Why Special relativity cant be applied to GPS sattelites

 It is claimed by many scientists that GPS sattelites prove special relativity and general relativity correct because unless it was corrected for SR and GR time dilation it wont have the accuracy that it has. 


But special relativity is a special case of general relativity, and only applies to non accelerating objects in the absence of gravitational fields.

Special relativity describes how the universe works for objects that are not accelerating, called inertial reference frames. However, it doesn't incorporate gravity.


https://www.energy.gov/science/doe-explainsrelativity




In the General Theory, Einstein concerned himself non-inertial frames, in other words motion which involves acceleration. One example is uniform circular motion, where the tangential speed v of an object (in a circle of radius R) is constant but its direction of this velocity is continually changing.
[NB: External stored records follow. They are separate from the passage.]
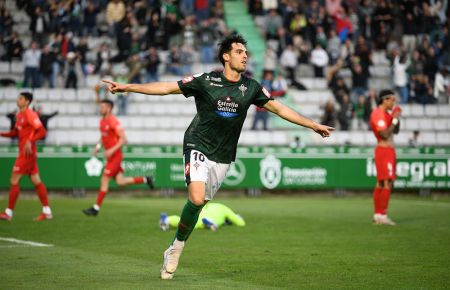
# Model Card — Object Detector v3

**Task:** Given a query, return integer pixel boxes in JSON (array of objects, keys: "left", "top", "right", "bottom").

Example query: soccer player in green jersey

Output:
[
  {"left": 104, "top": 34, "right": 334, "bottom": 279},
  {"left": 159, "top": 202, "right": 245, "bottom": 231}
]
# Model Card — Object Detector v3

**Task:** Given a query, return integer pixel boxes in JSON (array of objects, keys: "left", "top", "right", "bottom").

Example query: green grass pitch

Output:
[{"left": 0, "top": 193, "right": 450, "bottom": 289}]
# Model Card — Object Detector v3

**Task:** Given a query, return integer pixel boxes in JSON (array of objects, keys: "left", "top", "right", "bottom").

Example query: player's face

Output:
[
  {"left": 226, "top": 43, "right": 247, "bottom": 73},
  {"left": 385, "top": 95, "right": 395, "bottom": 110},
  {"left": 99, "top": 103, "right": 111, "bottom": 116},
  {"left": 17, "top": 95, "right": 29, "bottom": 109}
]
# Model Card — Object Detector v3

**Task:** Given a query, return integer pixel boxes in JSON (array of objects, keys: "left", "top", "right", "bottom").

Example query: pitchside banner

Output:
[{"left": 0, "top": 146, "right": 450, "bottom": 189}]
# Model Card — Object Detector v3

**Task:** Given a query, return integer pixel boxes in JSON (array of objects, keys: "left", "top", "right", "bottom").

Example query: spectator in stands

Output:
[
  {"left": 6, "top": 109, "right": 17, "bottom": 144},
  {"left": 95, "top": 42, "right": 111, "bottom": 76},
  {"left": 30, "top": 6, "right": 48, "bottom": 47},
  {"left": 394, "top": 54, "right": 409, "bottom": 104},
  {"left": 64, "top": 51, "right": 82, "bottom": 89},
  {"left": 167, "top": 46, "right": 183, "bottom": 76},
  {"left": 364, "top": 89, "right": 378, "bottom": 125},
  {"left": 145, "top": 47, "right": 161, "bottom": 83},
  {"left": 126, "top": 54, "right": 143, "bottom": 84},
  {"left": 264, "top": 9, "right": 283, "bottom": 40},
  {"left": 311, "top": 43, "right": 329, "bottom": 78},
  {"left": 337, "top": 94, "right": 354, "bottom": 131},
  {"left": 270, "top": 72, "right": 288, "bottom": 97},
  {"left": 327, "top": 29, "right": 342, "bottom": 64},
  {"left": 83, "top": 0, "right": 100, "bottom": 36},
  {"left": 39, "top": 44, "right": 56, "bottom": 88},
  {"left": 280, "top": 44, "right": 306, "bottom": 90},
  {"left": 194, "top": 0, "right": 212, "bottom": 23},
  {"left": 352, "top": 95, "right": 367, "bottom": 130},
  {"left": 75, "top": 36, "right": 89, "bottom": 76},
  {"left": 146, "top": 10, "right": 164, "bottom": 47},
  {"left": 197, "top": 19, "right": 215, "bottom": 63},
  {"left": 434, "top": 68, "right": 450, "bottom": 104},
  {"left": 350, "top": 60, "right": 369, "bottom": 103},
  {"left": 180, "top": 45, "right": 193, "bottom": 75},
  {"left": 106, "top": 0, "right": 126, "bottom": 37},
  {"left": 162, "top": 13, "right": 183, "bottom": 50},
  {"left": 33, "top": 106, "right": 58, "bottom": 143},
  {"left": 320, "top": 100, "right": 336, "bottom": 127},
  {"left": 401, "top": 11, "right": 418, "bottom": 53},
  {"left": 23, "top": 41, "right": 41, "bottom": 88},
  {"left": 2, "top": 32, "right": 23, "bottom": 62},
  {"left": 411, "top": 75, "right": 436, "bottom": 105},
  {"left": 264, "top": 46, "right": 278, "bottom": 73}
]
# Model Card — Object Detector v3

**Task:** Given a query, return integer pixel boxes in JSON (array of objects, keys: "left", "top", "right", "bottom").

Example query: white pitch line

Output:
[{"left": 0, "top": 237, "right": 53, "bottom": 247}]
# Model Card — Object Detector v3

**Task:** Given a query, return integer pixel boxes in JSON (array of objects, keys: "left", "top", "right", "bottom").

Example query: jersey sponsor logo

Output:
[
  {"left": 377, "top": 120, "right": 386, "bottom": 127},
  {"left": 182, "top": 76, "right": 194, "bottom": 84},
  {"left": 262, "top": 87, "right": 270, "bottom": 98},
  {"left": 259, "top": 155, "right": 281, "bottom": 189},
  {"left": 84, "top": 157, "right": 103, "bottom": 176},
  {"left": 216, "top": 97, "right": 239, "bottom": 118},
  {"left": 223, "top": 159, "right": 246, "bottom": 185},
  {"left": 238, "top": 84, "right": 247, "bottom": 96}
]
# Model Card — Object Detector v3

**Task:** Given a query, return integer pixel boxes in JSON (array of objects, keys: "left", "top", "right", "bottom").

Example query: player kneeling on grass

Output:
[
  {"left": 105, "top": 34, "right": 334, "bottom": 279},
  {"left": 159, "top": 202, "right": 245, "bottom": 231},
  {"left": 0, "top": 92, "right": 53, "bottom": 221},
  {"left": 83, "top": 100, "right": 153, "bottom": 216},
  {"left": 370, "top": 90, "right": 401, "bottom": 226}
]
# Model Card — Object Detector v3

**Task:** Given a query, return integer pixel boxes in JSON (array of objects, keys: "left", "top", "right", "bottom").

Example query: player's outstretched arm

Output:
[
  {"left": 103, "top": 80, "right": 182, "bottom": 95},
  {"left": 264, "top": 100, "right": 335, "bottom": 137}
]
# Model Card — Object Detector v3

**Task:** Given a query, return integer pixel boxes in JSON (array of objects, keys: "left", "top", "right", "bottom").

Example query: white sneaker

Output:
[{"left": 161, "top": 239, "right": 184, "bottom": 280}]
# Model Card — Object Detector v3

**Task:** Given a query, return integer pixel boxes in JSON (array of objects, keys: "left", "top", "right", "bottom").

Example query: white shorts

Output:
[{"left": 183, "top": 150, "right": 230, "bottom": 200}]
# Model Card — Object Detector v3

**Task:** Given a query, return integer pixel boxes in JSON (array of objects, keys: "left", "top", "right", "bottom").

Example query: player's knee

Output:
[{"left": 189, "top": 195, "right": 206, "bottom": 206}]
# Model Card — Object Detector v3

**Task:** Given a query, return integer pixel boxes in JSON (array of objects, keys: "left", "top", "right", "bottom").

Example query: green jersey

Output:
[{"left": 178, "top": 72, "right": 273, "bottom": 163}]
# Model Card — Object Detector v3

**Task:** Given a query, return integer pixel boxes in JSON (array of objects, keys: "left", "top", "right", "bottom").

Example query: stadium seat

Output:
[
  {"left": 433, "top": 118, "right": 449, "bottom": 131},
  {"left": 436, "top": 132, "right": 450, "bottom": 146},
  {"left": 438, "top": 105, "right": 450, "bottom": 117}
]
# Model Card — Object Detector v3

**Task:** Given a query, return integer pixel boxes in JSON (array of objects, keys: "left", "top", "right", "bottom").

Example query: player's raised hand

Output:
[
  {"left": 314, "top": 124, "right": 336, "bottom": 138},
  {"left": 392, "top": 106, "right": 402, "bottom": 118},
  {"left": 102, "top": 80, "right": 127, "bottom": 94}
]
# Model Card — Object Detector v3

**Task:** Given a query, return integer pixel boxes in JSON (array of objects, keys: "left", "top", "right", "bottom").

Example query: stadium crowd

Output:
[{"left": 0, "top": 0, "right": 450, "bottom": 130}]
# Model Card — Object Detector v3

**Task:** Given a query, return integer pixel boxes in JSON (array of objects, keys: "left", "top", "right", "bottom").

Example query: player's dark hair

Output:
[
  {"left": 20, "top": 92, "right": 33, "bottom": 104},
  {"left": 217, "top": 33, "right": 247, "bottom": 65},
  {"left": 377, "top": 90, "right": 395, "bottom": 105},
  {"left": 100, "top": 99, "right": 114, "bottom": 109}
]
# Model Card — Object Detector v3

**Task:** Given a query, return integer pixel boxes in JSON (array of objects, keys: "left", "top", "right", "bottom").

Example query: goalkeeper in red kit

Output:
[
  {"left": 0, "top": 92, "right": 53, "bottom": 221},
  {"left": 83, "top": 99, "right": 153, "bottom": 216},
  {"left": 370, "top": 90, "right": 401, "bottom": 225}
]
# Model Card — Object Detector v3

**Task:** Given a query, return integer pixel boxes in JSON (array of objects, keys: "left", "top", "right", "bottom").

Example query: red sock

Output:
[
  {"left": 97, "top": 190, "right": 106, "bottom": 206},
  {"left": 133, "top": 176, "right": 144, "bottom": 184},
  {"left": 373, "top": 187, "right": 381, "bottom": 213},
  {"left": 34, "top": 182, "right": 48, "bottom": 206},
  {"left": 8, "top": 184, "right": 20, "bottom": 210},
  {"left": 380, "top": 188, "right": 391, "bottom": 214}
]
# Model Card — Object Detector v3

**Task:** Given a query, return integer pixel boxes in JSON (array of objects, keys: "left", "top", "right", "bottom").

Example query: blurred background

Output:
[{"left": 0, "top": 0, "right": 450, "bottom": 195}]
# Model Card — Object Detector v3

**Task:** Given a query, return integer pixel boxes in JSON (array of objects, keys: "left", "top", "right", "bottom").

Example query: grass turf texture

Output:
[{"left": 0, "top": 195, "right": 450, "bottom": 289}]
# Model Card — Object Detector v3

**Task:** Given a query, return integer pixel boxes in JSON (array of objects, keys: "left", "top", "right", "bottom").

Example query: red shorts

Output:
[
  {"left": 103, "top": 154, "right": 123, "bottom": 177},
  {"left": 375, "top": 146, "right": 397, "bottom": 181},
  {"left": 13, "top": 156, "right": 39, "bottom": 175}
]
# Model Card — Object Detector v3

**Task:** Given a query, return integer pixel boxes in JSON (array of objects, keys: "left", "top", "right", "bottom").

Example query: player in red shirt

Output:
[
  {"left": 0, "top": 92, "right": 53, "bottom": 221},
  {"left": 370, "top": 90, "right": 401, "bottom": 225},
  {"left": 83, "top": 100, "right": 153, "bottom": 216}
]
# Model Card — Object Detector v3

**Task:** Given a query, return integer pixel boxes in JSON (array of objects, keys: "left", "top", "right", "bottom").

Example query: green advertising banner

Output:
[{"left": 0, "top": 146, "right": 450, "bottom": 189}]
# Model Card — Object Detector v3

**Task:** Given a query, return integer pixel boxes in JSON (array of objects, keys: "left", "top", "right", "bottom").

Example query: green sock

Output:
[{"left": 175, "top": 199, "right": 203, "bottom": 241}]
https://web.pdx.edu/~egertonr/ph311-12/relativ.htm


 You simply cannot apply special relativity in this situation where the GPS satellite is in a gravitational field and has a circular motion and centripetal acceleration. You can only apply general relativity.

Special relativity applies only to unaccelerated motion, but general relativity applies to accelerated motion.


Furthermore, if you apply both SR and GR you get time dilation from the first (from higher speed) and a time contraction from the latter (from weaker gravity). Which leads to a paradox, of time dilating and contracting at the same time (or at the same point in 'spacetime').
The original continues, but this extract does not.